De pronto, el Compañero que comparece ante la Tercera
Cámara se enfrenta con una cámara dedicada al juicio; esto es, se halla frente
a la posibilidad de que se le juzgue por razón de su conducta profana y masónica.
Muy lejos están, -se le dice-, sus probables aspiraciones de deslumbrarse por
el lujo y el esplendor, signos de la gloria, la pompa y el triunfo. Lo que le
espera es la sanción de los Maestros que le piden comparecer vivo y “lleno de
vigor, salud y esperanza” para postreramente hacerlo ya con el cuerpo
inanimado, pues se le dice:
“Tenéis que darnos cuenta de vuestras opiniones en
asuntos muy serios y de vuestra conducta en otros muy graves; de la misma manera
que antes de conducir vuestros restos al campo de reposo, la
pediremos al mundo de la que hayáis seguido como hombres y como Masones.”[i]
La sentencia ritual es grave, pues coloca al masón
ante la posibilidad de recibir una sanción Postmortem
que le obliga a tener y mantener una conducta intachable, asunto por demás difícil,
pues no solo es la aprobación de la comunidad masónica, sino también “la
del mundo”, ese mundo que bien puede juzgarnos con mayor objetividad, pero
también con mayor dureza, sobre todo si el masón es un personaje público y de
acción fuera del ámbito normal de desempeño del común de las personas. Sin
embargo, dos cuestionamientos resultan interesantes desde la perspectiva de la
eticidad del grado: uno que busca indagar la percepción del candidato acerca
del desafío, entendido éste como reto o provocación, como llamado a la riña
y a la violencia, y el otro el que pregunta su opinión acerca de la guerra. Y
la postura del grado, luego de aceptarla, apela al siguiente argumento:
“La guerra es lícita y aun necesaria cuando es el
único medio de conseguir, defender o asegurar nuestros derechos”.[ii]

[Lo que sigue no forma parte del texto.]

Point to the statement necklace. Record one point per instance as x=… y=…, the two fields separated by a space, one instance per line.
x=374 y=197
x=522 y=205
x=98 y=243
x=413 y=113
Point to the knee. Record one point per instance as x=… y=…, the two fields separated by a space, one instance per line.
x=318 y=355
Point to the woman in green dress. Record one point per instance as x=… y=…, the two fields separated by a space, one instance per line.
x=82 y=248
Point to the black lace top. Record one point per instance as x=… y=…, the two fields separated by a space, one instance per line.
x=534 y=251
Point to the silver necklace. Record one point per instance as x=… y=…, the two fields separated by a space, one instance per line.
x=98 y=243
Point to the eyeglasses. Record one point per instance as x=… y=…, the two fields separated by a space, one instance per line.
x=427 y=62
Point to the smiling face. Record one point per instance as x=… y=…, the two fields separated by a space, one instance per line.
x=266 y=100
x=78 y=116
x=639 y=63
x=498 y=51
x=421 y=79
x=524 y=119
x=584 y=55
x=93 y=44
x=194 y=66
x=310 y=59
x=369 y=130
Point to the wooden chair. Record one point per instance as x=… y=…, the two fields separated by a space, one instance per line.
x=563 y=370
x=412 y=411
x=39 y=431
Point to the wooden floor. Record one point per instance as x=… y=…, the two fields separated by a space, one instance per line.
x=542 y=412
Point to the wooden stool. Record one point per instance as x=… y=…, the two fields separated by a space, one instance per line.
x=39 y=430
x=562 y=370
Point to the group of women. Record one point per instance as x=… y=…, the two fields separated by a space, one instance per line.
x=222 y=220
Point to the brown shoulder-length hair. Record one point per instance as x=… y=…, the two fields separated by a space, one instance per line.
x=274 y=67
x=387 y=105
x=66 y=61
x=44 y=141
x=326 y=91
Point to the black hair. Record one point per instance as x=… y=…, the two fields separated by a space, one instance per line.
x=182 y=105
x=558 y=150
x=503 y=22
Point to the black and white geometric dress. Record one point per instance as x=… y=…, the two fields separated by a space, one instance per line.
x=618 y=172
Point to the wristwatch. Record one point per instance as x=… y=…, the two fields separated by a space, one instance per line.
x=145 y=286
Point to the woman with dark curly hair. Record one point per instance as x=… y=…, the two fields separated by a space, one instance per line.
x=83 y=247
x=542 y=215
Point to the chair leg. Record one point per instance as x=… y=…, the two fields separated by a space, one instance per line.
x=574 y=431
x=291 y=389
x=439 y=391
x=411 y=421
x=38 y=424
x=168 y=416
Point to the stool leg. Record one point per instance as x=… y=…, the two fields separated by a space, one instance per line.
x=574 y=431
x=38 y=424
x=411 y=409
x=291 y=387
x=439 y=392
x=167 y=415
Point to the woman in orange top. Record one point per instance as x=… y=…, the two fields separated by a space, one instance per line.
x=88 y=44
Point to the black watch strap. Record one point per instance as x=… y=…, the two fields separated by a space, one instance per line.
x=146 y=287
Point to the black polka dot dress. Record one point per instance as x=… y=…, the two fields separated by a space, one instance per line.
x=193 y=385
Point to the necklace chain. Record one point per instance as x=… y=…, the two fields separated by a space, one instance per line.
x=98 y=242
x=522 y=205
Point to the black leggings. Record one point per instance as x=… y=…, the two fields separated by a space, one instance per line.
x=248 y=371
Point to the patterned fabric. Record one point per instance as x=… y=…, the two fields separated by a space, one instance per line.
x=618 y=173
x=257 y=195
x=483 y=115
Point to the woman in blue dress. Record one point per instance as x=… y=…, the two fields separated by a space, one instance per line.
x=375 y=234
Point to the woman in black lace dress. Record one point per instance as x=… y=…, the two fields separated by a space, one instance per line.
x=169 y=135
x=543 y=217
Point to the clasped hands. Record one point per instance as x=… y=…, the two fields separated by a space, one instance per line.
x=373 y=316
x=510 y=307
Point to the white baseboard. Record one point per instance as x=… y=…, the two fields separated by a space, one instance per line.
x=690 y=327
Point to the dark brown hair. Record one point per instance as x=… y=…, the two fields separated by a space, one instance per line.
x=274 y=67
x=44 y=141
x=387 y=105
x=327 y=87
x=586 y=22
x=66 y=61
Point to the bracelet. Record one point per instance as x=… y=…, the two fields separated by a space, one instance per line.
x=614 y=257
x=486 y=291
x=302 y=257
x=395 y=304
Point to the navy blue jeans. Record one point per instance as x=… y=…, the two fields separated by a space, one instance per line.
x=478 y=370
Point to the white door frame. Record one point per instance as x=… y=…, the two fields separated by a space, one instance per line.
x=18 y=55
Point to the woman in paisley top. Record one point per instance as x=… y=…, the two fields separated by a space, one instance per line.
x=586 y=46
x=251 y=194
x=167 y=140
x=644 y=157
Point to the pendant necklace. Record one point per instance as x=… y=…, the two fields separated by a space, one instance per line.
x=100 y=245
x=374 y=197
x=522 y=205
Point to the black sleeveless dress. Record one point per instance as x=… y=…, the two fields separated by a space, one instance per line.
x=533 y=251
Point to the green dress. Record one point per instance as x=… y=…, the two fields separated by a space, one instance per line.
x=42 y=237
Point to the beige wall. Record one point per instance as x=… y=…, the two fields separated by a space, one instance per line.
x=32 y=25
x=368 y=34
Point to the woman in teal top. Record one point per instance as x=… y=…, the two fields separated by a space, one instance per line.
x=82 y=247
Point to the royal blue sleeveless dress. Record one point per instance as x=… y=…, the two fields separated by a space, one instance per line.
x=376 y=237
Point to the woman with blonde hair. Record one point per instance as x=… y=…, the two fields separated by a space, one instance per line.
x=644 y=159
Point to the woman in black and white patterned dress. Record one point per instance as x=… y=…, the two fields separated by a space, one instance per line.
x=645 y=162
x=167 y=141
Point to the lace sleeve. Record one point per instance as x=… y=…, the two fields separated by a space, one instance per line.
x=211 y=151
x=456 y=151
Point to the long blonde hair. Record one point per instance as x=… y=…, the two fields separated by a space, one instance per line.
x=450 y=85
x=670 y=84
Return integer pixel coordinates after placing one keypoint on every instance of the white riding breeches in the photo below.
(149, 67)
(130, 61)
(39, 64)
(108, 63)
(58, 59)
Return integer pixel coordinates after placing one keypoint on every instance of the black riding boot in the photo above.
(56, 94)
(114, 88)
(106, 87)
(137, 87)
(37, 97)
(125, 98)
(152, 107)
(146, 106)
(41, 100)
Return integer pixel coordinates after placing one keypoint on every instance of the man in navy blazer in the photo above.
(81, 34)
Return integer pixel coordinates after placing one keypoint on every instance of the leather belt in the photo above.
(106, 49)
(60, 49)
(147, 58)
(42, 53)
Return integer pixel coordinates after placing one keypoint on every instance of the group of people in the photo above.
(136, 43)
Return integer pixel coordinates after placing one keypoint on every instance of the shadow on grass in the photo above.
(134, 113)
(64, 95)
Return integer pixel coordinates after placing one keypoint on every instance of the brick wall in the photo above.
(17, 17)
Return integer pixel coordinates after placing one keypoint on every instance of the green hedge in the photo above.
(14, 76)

Respecto de este enunciado del Tercer Grado de la
masonería conocida y practicada en América Latina, o al menos en México[iii],
parece que su estructura gira en torno del siguiente argumento: “Puesto que la
injusticia es mala, y dado que la guerra puede reparar la injusticia, es de
esperarse, por lo tanto, que la guerra pueda ser justa, y si es justa pueda
entonces ser buena”. Este enunciado respecto de la bellum justus tiene orígenes nada contemporáneos, pues ya San
Agustín de Hipona, uno de los Padres de la iglesia romana, alegaba la protección
del inocente contra el mal, y en De
Cevitate Dei (La Ciudad de Dios) afirma que para el cristiano vale más
soportar el mal que cometerlo y su teoría de la guerra justa la expone así:
“Se llaman justas las guerras que vengan las
injusticias, cuando un pueblo o un Estado, al que hay que hacer la guerra se ha
descuidado en el castigo de los crímenes de los suyos o en la restitución de
lo que ha sido arrebatado por medio de esas injusticias”.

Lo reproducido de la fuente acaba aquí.